2026年1月後半(1/16~1/31)刊行の文庫新刊におけるメディア化関連の話題作と言えば、アンディ・ウィアー・著/小野田和子・訳の『プロジェクト・ヘイル・メアリー』(ハヤカワ文庫SF、上・下巻)だろう。
同書を原作としたライアン・ゴズリング主演の映画が3月20日に公開予定だが、「ネタばらしされる前に読んで!」という声がネット上で盛り上がっていた。確かに同書は事前情報を全く入れずに読んだ方が楽しめる物語構造になっており、原作小説を先に読みたい方は早く手に取っておくことをお勧めする。小説を読み終えた後に「これをどのような形で映画化するのか」と映画も観たくなることは保証しておく。

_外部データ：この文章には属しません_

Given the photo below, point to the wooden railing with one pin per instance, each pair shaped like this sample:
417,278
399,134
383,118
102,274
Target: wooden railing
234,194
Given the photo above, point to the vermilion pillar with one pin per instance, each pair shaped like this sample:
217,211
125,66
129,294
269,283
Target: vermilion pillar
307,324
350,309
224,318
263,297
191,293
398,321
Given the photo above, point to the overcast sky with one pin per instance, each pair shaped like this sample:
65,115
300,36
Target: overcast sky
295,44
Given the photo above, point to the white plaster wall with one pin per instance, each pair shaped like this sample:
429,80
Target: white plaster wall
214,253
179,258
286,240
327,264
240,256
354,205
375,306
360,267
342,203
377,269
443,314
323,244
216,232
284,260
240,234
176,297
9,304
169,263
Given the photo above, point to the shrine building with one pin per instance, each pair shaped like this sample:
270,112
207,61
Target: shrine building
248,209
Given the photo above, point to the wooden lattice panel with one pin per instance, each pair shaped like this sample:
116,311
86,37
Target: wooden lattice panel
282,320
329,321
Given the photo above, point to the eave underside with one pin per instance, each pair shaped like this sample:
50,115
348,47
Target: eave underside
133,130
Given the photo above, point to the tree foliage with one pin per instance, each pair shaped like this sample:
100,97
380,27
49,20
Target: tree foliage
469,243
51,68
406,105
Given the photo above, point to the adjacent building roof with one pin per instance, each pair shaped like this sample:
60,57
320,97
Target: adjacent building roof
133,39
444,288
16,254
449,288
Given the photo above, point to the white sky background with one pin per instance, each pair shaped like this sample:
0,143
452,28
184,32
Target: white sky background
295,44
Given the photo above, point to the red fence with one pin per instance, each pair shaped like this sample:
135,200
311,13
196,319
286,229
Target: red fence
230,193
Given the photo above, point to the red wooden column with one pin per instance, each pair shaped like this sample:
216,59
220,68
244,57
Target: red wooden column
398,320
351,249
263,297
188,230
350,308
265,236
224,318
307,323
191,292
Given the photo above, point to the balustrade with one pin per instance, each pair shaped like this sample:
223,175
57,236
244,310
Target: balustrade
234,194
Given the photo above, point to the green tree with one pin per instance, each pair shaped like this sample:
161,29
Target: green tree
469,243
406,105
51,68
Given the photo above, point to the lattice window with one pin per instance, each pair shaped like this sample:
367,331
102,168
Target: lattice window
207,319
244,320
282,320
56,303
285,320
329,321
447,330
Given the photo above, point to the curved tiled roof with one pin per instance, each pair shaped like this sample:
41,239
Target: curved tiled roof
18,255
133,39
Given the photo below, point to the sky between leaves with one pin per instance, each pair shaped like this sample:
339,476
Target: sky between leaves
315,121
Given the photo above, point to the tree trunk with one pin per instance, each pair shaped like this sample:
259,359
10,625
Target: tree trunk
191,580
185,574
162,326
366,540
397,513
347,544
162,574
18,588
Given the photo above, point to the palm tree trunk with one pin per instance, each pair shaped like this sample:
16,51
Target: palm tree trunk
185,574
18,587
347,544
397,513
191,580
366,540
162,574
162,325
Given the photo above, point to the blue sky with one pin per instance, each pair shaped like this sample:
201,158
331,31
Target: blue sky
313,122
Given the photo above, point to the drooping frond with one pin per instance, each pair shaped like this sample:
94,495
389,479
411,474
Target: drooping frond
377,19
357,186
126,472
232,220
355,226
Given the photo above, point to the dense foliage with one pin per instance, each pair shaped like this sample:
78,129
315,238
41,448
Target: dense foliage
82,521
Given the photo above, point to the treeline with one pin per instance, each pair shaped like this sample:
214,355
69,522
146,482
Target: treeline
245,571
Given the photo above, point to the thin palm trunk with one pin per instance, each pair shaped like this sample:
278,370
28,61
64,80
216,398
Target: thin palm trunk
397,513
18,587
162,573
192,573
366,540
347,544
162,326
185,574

文庫オリジナル作品の刊行では、やはり飴村行の『粘膜大戦』(角川ホラー文庫)に注目しておきたい。第15回日本ホラー小説大賞長編賞を受賞した『粘膜人間』に始まる<粘膜>シリーズ最新作で、前作『粘膜探偵』(2018年刊行)より約8年ぶりの作品となる。かつてホラーファンを沸かせた怪作が、2020年代のホラーブームの最中に堂々たる復活を遂げた。太平洋戦争の時代と思しき日本を舞台にしながらも、河童や東南アジアの小国ナムールに生息する「爬虫人」など奇怪な存在が跋扈する陰惨怪奇な物語世界と、「グッチョネ」など独特の響きを持つ造語の数々が強烈な印象を残すのが<粘膜>シリーズの特徴だった。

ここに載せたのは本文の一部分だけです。